Both the claimant and his or her treating physician will receive forms to fill out that include information on practice duties and a health history, and it’s important that the information on these forms match.
“The majority of delays are caused by conflicting information on those two communications,” said Caldwell. “That raises red flags with the claims examiner.”

Caldwell recommends that physicians also contact their insurers’ claims departments to find out who will be handling their cases.

“These people are not there to deny claims; they are just working with the information coming to them, not knowing your specific situation,” he explained. “Opening up this line of communication makes it easier to resolve an issue if there’s a dispute.”

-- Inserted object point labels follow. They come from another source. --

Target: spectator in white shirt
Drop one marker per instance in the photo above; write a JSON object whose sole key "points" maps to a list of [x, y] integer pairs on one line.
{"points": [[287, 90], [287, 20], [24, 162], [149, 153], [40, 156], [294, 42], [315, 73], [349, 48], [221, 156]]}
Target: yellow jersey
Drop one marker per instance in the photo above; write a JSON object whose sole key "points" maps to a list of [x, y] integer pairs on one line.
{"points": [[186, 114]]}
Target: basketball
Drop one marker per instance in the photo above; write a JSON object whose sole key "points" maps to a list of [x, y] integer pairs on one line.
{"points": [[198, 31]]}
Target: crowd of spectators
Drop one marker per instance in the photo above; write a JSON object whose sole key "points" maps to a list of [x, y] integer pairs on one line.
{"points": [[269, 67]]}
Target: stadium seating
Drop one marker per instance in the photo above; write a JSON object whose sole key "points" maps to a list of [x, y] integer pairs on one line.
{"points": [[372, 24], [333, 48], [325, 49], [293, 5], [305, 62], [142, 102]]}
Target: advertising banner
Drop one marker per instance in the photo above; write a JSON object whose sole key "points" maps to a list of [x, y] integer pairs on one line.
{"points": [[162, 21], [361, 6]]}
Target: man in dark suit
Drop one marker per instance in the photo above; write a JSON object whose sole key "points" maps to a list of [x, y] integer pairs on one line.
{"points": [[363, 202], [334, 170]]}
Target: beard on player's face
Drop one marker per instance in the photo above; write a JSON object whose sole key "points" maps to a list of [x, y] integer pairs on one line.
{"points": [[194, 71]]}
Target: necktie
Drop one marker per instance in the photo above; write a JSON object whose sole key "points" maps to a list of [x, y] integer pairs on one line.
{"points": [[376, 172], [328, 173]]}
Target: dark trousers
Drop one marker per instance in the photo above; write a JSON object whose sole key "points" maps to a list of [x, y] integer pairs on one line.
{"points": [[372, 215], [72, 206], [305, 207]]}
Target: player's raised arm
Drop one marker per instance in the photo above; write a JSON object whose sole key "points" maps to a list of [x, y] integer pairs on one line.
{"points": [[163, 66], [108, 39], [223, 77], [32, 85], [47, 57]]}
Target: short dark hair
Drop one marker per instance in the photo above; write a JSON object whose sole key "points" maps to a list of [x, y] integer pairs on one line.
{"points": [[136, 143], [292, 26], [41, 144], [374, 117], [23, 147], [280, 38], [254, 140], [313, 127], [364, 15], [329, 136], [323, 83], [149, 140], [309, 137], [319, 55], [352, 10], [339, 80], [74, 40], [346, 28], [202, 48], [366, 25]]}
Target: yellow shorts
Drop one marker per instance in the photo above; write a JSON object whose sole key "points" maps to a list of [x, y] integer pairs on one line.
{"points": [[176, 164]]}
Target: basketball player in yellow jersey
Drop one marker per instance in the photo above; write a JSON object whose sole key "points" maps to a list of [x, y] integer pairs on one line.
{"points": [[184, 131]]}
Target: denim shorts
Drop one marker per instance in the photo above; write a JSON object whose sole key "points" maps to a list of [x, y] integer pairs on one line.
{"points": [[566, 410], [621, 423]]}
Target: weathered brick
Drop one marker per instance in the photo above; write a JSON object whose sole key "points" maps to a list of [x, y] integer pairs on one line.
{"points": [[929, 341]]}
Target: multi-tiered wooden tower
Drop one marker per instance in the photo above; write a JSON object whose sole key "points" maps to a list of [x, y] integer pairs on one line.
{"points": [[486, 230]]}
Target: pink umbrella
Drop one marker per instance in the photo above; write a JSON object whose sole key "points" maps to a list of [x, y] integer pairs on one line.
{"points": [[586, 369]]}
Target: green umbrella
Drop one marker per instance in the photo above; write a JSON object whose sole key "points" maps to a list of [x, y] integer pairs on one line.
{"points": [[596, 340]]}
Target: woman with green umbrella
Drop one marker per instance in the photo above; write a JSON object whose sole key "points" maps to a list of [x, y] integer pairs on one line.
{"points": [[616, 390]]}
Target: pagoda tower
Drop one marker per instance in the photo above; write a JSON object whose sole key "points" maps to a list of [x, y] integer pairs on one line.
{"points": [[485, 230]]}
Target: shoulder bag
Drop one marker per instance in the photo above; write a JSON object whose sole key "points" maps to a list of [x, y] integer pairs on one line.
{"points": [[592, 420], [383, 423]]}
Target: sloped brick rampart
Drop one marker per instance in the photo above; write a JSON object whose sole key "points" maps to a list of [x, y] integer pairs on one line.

Caldwell adds that it’s important to remember that a legitimate claim is an illness or injury that limits or eliminates a physician’s capacity to practice, as determined by their doctor. “The problem with some physicians, especially those with bigger insurance policies, is they consider using these policies as retirement plans, which is exactly what carriers are looking for,” he said. “These policies are not to be used as a way out just because you don’t want to practice anymore and your back hurts.”

What If Your Claim is Denied?
All claims contracts have an appeals process, and some have more than one.

“My advice to clients is to follow the process; if your insurer says to send a letter with further information, follow those guidelines,” said Caldwell. “The majority of claims that have been denied will be resolved through that process.”

If a claim is denied on the first level, Caldwell advises clients to go to the second level. If the claim is still denied, it may be worth bringing in an attorney.

“One of the biggest mistakes that physicians make is to hire an attorney right off the bat; it’s the last thing you want to do,” said Caldwell. “It puts another layer of communication between the insured and the claims examiner, and takes the insured completely out of the conversation.

“If all of the appeals are denied, then they may want to consider bringing an attorney in, but even then, the physician should try to settle the case on his or her own,” he added. “There’s no harm in asking the carrier if they will settle; if they’re successful, it could save them a 30-40 percent attorney fee.”